Auch Champignons, Zucchini oder Kürbis sind eine willkommene Abwechslung bei allen Raclette-Fans. In Scheiben oder Würfel schneiden und in kleinen Schälchen bereitstellen. Dass das bunte Gemüse auch ein hübscher Farbklecks ist, muss nicht extra erwähnt werden. Auch das Auge isst mit!

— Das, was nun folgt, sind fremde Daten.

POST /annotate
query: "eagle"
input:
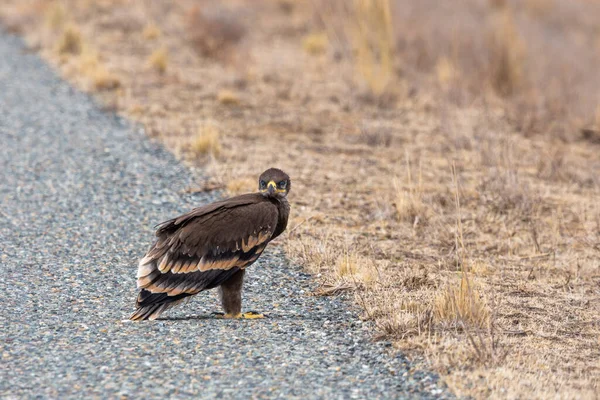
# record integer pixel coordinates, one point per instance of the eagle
(211, 247)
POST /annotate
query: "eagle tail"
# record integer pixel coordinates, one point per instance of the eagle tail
(151, 305)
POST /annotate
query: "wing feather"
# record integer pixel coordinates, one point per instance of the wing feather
(198, 250)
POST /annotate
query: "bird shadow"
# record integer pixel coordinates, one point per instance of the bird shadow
(268, 317)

Das Raclettegerät darf für die Nachspeise übrigens auch einmal stehen bleiben. Einfach neue Pfännchen verteilen oder schnell abwaschen. Denn überbacken lassen sich auch dünne Apfel- und Birnenscheiben, zum Beispiel mit einer Sahne-Mascarpone-Creme. Diese vorab mit Eierlikör und Vanillezucker verfeinern. Oder es wird ein wenig Rotwein an die Birne gegossen und das Raclettepfännchen kurz erhitzt – fertig ist die Rotweinbirne. Am besten funktioniert es, wenn die dünnen Obstscheiben fächerartig in das Pfännchen gelegt werden.
Fondue ohne Müh‘
Fondue heißt meist Fleisch. Doch auch für Gemüseliebhaber gibt es vielfältige Möglichkeiten. So kann jedes Wintergemüse, das aktuell im Handel Hochsaison hat, in der Fleischbrühe mitgegart werden. Ein toller Nebeneffekt: Die verschiedenen Kohlsorten wie Blumenkohl und Brokkoli, aber auch Chicorée verleihen dem Fondue zusätzlich Geschmack. Auch Champignons machen hier eine gute Figur. Pastinaken, Möhren und Lauch bieten sich ebenfalls zum Aufspießen an, am besten in Ringe geschnitten.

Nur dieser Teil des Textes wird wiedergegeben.